There will be no license fee for clubs wishing to conduct hunt tests. There will be a $3 per dog recording fee for all dogs entered, pass or fail. Many of the forms and evaluation sheets, reports, etc., will be downloadable from the website or will be mailed to clubs without access. The whole program is set up to be very user friendly to clubs.
As far as titles are concerned, a dog that passes three (3) hunt tests will receive the degree of HTX as a suffix to the dog’s UKC registered name. Each three additional passes will be notated with an HTX2, HTX3 and so on.
|Hunt Test FAQS|
How do I become a hunt test inspector?
It is not necessary to be licensed to inspect dogs for a hunt test. The criteria for serving as an inspector can be found at the bottom of the evaluation form where the inspector is required to sign the form. If a person can acknowledge by their signature that they know and understand the following, then they may serve as a hunt test inspector:
Can you call time out and move during a hunt test?

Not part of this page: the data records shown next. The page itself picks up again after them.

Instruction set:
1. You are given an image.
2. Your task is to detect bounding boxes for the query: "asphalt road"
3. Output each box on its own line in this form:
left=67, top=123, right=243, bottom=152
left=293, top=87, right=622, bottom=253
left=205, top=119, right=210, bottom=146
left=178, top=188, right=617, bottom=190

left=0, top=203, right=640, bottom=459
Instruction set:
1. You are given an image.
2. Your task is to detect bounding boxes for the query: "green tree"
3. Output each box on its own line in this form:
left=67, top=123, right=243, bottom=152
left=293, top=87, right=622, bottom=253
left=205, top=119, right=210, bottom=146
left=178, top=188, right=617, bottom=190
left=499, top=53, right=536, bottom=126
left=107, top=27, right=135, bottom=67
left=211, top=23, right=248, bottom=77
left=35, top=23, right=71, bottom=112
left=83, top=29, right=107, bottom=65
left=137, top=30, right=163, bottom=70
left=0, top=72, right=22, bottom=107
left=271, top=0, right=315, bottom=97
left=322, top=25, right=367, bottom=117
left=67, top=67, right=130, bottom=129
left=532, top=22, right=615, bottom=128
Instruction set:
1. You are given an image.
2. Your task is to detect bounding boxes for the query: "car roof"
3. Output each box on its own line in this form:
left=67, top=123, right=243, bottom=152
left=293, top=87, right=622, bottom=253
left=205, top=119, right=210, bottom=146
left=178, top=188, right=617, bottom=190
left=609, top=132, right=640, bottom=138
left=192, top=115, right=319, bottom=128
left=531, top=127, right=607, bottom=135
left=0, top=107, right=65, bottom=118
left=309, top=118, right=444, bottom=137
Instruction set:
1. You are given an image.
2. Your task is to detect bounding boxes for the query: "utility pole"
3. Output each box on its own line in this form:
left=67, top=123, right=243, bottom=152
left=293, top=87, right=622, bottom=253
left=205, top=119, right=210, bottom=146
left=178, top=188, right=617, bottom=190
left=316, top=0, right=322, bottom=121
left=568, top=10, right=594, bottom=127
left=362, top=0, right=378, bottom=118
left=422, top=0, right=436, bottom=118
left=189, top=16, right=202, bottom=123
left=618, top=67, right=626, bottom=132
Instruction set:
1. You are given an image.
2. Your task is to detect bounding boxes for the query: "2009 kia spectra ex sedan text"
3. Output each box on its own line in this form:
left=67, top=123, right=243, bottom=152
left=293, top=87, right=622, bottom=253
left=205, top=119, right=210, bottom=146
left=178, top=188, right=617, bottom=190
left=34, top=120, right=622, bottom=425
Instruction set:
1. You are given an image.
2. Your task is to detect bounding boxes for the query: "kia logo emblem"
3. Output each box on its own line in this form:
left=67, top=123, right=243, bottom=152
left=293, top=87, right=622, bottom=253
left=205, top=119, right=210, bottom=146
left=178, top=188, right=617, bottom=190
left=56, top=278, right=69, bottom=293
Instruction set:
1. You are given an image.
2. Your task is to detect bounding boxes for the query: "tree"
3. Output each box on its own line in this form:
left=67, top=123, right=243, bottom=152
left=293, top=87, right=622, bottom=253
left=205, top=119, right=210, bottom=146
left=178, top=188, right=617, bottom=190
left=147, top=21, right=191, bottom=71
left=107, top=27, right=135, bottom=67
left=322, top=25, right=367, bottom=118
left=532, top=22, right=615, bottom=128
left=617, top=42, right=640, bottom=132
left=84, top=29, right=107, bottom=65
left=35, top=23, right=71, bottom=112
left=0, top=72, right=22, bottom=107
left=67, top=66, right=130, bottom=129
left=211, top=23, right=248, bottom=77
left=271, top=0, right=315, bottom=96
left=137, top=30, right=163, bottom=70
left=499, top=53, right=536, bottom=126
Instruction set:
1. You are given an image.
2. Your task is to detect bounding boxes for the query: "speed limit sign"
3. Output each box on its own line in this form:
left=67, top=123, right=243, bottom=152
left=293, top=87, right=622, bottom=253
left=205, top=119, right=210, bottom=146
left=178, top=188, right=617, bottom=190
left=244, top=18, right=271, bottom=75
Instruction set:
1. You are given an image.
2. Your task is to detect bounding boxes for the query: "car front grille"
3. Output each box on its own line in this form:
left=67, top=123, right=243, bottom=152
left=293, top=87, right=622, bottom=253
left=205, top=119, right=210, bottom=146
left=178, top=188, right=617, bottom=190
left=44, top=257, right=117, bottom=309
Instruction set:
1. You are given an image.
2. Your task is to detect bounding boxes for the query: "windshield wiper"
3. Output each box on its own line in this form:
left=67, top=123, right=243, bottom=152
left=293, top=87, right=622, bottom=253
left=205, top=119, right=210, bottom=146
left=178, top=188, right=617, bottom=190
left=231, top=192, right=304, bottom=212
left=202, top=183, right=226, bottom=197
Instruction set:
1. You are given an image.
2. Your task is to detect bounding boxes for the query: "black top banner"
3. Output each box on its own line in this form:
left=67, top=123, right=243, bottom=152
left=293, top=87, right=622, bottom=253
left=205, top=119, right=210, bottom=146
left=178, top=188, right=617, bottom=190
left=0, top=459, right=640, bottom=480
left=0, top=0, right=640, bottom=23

Absolutely. In the notes section of the evaluation form, an inspector is encouraged to write down the start time of the inspection. If it becomes necessary to find new ground to finish the inspection, note the time used and/ or time remaining and move.
Is it necessary to strike and tree a dog during an inspection?
It is not necessary to strike and tree a dog during an inspection. It is obvious when the dog strikes as it is the only dog that has been turned loose. If due to getting extremely deep there is question as to whether a dog heard is the dog being evaluated, it should be discussed by the handler and the inspector. At such time that it becomes obvious the dog has treed, either the handler or the inspector may suggest that the five minutes be started. If either has reason to believe that the dog is not treed, it should be discussed.
Is there a limit to the number of times a dog can fail a hunt test?
There is no limit to the number of times a dog can fail a hunt test. There is a limit as to the number of times a dog may participate in a hunt test and that is once per night. You have to look at the hunt tests as an alternative activity for owners to participate in with their dog. We do not wish to discourage anyone from getting out there and participating in events with their dogs.
One of the concerns regarding nite hunts is that the rule structure is too complicated. Based on that, every effort was made to keep the hunt test evaluation as simple as possible. The basic premise is this. As stated above, a dog is evaluated for one hour. During that hour, a dog must meet all of the following requirements on at least one turnout. The dog must go hunting, the dog must open on track (hounds only; cur dogs are not required to be open trailers), the dog must tree and stay treed, and the coon must be seen. That’s it; the most basic elements of a successful coon hunt.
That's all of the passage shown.